Indeed, a meta-analysis conducted by Averill, other members of the Crowther Lab and their collaborators showed that restoring depleted soils with their native microbiomes could accelerate plant growth by an average of 64%, though growth benefits exceeded 500% in some cases. The Crowther Lab has also run large field trials to show that soil restoration can accelerate forest growth, contributing to ‘natural’ climate solutions by capturing carbon dioxide. Besides soils, microbiome restoration has also shown promise in other ecosystems such as coral reefs, agricultural environments, and even the human gut.

“Restoration is a wonderful option for promoting biodiversity both above- and belowground,” says Crowther, “but it works best when people use local, natural and diverse soil communities, rather than simplified synthetic communities.” Indeed, regionality is also important to consider, as the results of microbiome restoration can vary considerably depending on their context. “We need to know which regions and ecosystems benefit most…to identify key priority regions,” he explains. 

Matters of scale

Even once one has considered regionality and the use of local soil mixes, the continued and widespread success of restoration techniques boils down to one critical factor: scalability. Although small experiments and field trials are relatively easy to conduct, the areas that need restoration can be incredibly vast. “Right now, much of soil microbiome restoration relies on soil transplants,” explains Averill. Transplants entail moving soil, along with its complex microbiota, from an intact ecosystem to a microbiota-depleted one in bulk. “While this can be really, really effective,” Averill adds, “it’s not clear that it will scale…we can’t dig up our intact ‘source’ ecosystems forever!” Finding ways to sustainably source local soils for restoration, or emulate their microbial composition, is at the forefront of research priorities.
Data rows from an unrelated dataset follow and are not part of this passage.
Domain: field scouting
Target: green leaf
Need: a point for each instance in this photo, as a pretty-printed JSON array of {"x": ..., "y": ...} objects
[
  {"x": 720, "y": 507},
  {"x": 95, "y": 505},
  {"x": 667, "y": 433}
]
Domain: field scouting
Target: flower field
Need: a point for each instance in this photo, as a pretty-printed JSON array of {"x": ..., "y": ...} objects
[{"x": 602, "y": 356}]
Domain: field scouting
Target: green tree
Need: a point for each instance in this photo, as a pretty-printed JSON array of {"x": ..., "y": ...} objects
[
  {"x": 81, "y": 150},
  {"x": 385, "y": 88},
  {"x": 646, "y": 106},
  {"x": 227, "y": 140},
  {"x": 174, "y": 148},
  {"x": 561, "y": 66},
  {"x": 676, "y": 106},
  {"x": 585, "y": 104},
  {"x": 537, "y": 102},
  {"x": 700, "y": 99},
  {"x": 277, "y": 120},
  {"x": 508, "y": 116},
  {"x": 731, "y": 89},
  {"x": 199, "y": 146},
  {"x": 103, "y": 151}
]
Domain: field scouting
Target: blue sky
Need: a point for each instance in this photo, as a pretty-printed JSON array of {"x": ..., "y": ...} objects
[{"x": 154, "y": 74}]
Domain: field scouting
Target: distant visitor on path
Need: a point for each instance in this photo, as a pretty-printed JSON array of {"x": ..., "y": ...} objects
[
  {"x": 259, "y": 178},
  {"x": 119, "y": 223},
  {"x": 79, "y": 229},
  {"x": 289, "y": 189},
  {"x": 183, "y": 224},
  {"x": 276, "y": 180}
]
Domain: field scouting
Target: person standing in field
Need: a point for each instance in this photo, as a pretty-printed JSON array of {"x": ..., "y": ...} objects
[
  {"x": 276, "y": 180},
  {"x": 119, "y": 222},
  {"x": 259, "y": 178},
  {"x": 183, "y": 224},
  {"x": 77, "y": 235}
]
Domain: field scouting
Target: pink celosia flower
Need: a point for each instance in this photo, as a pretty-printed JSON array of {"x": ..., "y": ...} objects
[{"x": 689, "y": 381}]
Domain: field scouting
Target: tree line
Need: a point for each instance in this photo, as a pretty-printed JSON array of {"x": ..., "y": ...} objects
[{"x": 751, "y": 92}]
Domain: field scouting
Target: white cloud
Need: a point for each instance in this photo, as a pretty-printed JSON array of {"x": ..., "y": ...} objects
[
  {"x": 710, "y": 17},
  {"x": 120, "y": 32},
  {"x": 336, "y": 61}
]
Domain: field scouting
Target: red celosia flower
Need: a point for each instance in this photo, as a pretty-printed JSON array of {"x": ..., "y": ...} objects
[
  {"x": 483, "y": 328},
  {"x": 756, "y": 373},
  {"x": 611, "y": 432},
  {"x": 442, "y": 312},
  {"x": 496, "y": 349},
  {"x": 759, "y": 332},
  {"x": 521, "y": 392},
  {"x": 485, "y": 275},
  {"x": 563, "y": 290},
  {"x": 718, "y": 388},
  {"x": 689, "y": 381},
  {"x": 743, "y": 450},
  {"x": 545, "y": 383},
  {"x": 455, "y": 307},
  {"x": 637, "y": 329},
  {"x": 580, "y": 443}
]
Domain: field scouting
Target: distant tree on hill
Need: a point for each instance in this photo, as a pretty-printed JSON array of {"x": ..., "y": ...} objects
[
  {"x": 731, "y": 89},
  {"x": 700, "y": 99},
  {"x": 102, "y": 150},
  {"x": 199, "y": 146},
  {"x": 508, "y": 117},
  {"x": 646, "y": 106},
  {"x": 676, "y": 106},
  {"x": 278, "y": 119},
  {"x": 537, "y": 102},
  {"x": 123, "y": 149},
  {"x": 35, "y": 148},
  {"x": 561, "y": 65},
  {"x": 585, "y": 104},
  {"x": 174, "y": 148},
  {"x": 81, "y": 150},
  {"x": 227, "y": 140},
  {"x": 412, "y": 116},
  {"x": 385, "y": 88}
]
Averill’s time in the Crowther Lab inspired him to found Funga, a start-up dedicated to improving forestry outcomes using soil microbes, with a particular focus on scalability. “While academia is incredible at challenging old paradigms and generating new ways to understand the world, it’s not designed to massively scale discoveries on the timelines needed to meaningfully address the biodiversity and climate crises,” he explains. “Funga is a chance…to realize climate and biodiversity action quickly, and at a meaningful scale.”

In February 2023, Funga secured $4 million in seed funding to further their goal of sequestering 3 billion tons of carbon dioxide by 2050, using the power of forest soil fungi. “Building experimentation into the process of scaling,” Averill notes, “allows us to test and iterate at a speed not possible in academic science.” However, the benefits of restoration are clear, and motivation is not lacking by any means. “Microbiome restoration can actually be used to accelerate forest growth, and has the potential to be a massively scalable natural climate solution,” Averill explains.

Restoring together

Both microbiome conservation and restoration efforts cannot proceed without collaboration, and are by no means at odds with one another – quite the opposite. “The more people bringing novel approaches to protecting microbial biodiversity, the better”, exalts Averill; “We need a global microbiome restoration movement!” Crowther also praises the “thousands of inspiring people around the world who have committed their lives to promoting biodiversity for the wellbeing of local communities,” who he has been fortunate to work alongside through his UN board position and other engagements. 

However, with collaboration on a global effort comes a pressing need for responsible work. “The restoration of nature can only work in the long term when it is done in a socially and ecologically responsible way,” notes Crowther. “When healthy biodiversity becomes the preferred option for local communities around the world, that is when it will propagate in the long term.” Long-standing management practices can be slow to change, but Crowther emphasizes that understanding how different ecological management strategies will play out in the environment will make these decisions easier for local communities.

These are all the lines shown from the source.